Il est un homme marié, c’est-à-dire qu’il est encore l’époux d’une femme toujours vivante. Il a deux enfants qui fréquentent des écoles soit-disant réputées et prestigieuses. Il est l’unique héritier d’une maison à Delmas, en Haïti. Depuis près de vingt ans, il occupe le poste de directeur de production dans une entreprise de grande envergure. Toutefois, la vie s’effrite en lambeaux pour lui.
Au commencement de sa carrière professionnelle, il affichait un sourire radieux dans l’espoir que les rayons chaleureux de l’univers le gratifient à leur tour de leur bienveillance. Pourtant, lorsqu’il avait obtenu cet emploi, je me souviens qu’il souriait de toutes ses dents. En moins de vingt ans, il n’a plus ri ni souri, car tous les crocs qu’il possédait ont été amputés de ses gencives. Cet ami et “frère humain” ne peut plus croquer la vie à pleines dents.
Si l’on peut construire sa maison pierre par pierre, il était impossible pour lui de restaurer sa dentition défaillante, pièce par pièce, faute de ressources financières, dans l’espoir d’un sourire resplendissant.

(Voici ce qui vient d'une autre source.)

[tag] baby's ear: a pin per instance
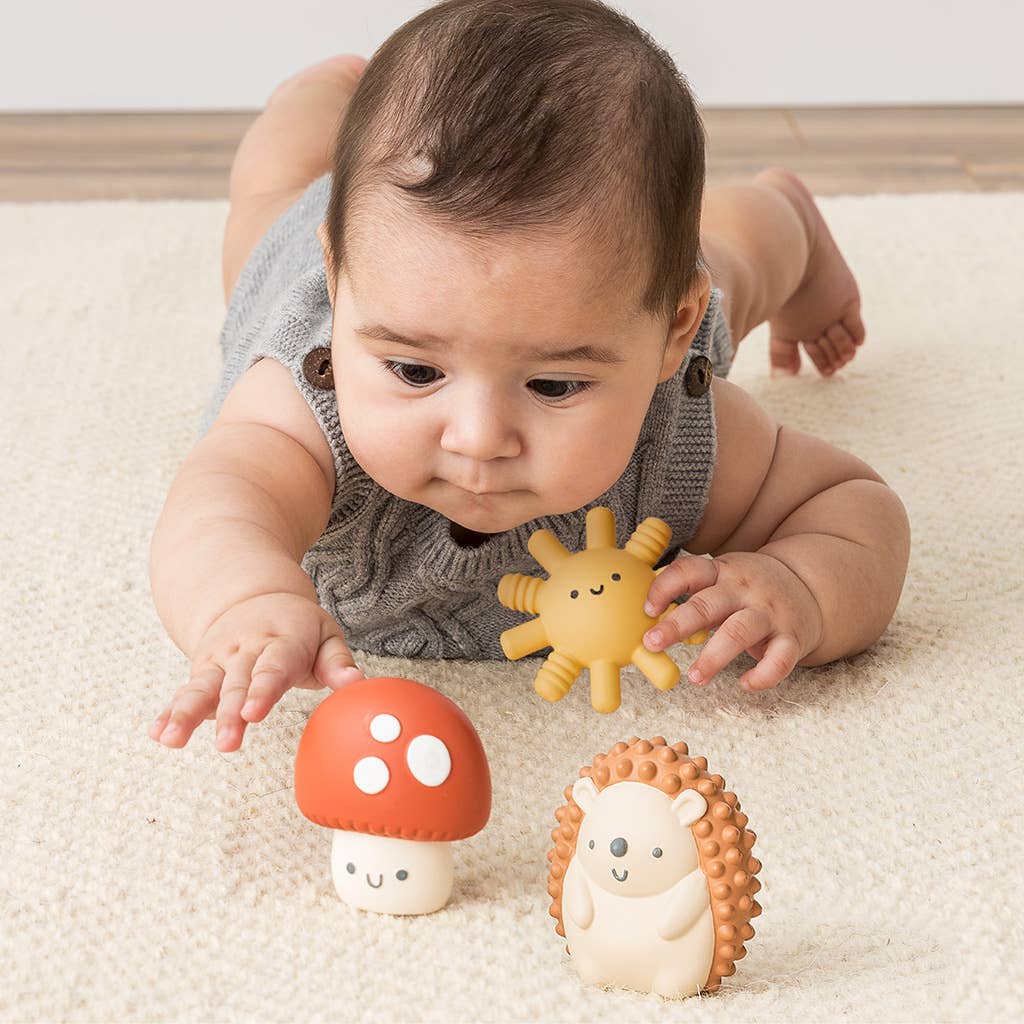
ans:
(332, 276)
(683, 329)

Sa bouche est vide et déserte. Ses poches également. À présent dans la cinquantaine, il regarde honteusement les jeunes sur les réseaux sociaux, qui auraient pu être ses enfants, compter des milliers de dollars américains souillés par le sang de ses compatriotes kidnappés et assassinés. Comment chercher un nouvel horizon dans cette obscurité, me demande-t-il en ajoutant qu’il est tristement avéré que le crime rapporte davantage que toute autre activité professionnelle.

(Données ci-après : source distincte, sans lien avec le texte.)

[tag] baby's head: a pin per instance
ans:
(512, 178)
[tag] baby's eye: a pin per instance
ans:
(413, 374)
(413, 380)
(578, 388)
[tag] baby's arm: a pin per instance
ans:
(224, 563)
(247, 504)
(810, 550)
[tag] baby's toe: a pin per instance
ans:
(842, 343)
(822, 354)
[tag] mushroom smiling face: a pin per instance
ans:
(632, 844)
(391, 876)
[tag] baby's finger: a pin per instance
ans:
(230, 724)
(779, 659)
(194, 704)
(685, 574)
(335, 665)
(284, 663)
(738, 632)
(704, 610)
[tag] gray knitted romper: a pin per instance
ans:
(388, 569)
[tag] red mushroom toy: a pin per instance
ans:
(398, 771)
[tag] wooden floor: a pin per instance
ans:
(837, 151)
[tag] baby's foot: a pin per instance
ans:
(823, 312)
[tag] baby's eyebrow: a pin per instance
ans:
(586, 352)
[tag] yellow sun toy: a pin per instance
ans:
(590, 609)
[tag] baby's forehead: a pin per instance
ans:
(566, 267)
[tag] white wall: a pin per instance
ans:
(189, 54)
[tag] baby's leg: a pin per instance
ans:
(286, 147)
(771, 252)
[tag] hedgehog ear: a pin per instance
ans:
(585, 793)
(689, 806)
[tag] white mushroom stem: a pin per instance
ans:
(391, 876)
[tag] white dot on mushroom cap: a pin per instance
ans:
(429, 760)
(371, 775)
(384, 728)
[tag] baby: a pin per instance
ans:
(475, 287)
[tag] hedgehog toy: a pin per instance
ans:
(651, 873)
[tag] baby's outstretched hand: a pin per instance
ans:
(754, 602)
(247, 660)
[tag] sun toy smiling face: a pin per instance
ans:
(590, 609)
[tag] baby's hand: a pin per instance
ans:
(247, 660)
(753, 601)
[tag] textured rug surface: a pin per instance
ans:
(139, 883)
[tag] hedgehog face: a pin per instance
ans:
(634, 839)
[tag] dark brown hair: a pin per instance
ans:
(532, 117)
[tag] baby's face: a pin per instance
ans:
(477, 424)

La triste constatation qui se glisse dans ma conscience est que la grande criminalité organisée enfante une nouvelle génération de nantis en Haïti. Ces individus, gangrénés par l’appât du gain facile, édifient leur fortune sur l’agonie de mon peuple. Si ces personnes continuent de prospérer, elles formeront une classe dominante qui ne se soumettra à nulle autre autorité que celle de leurs propres intérêts.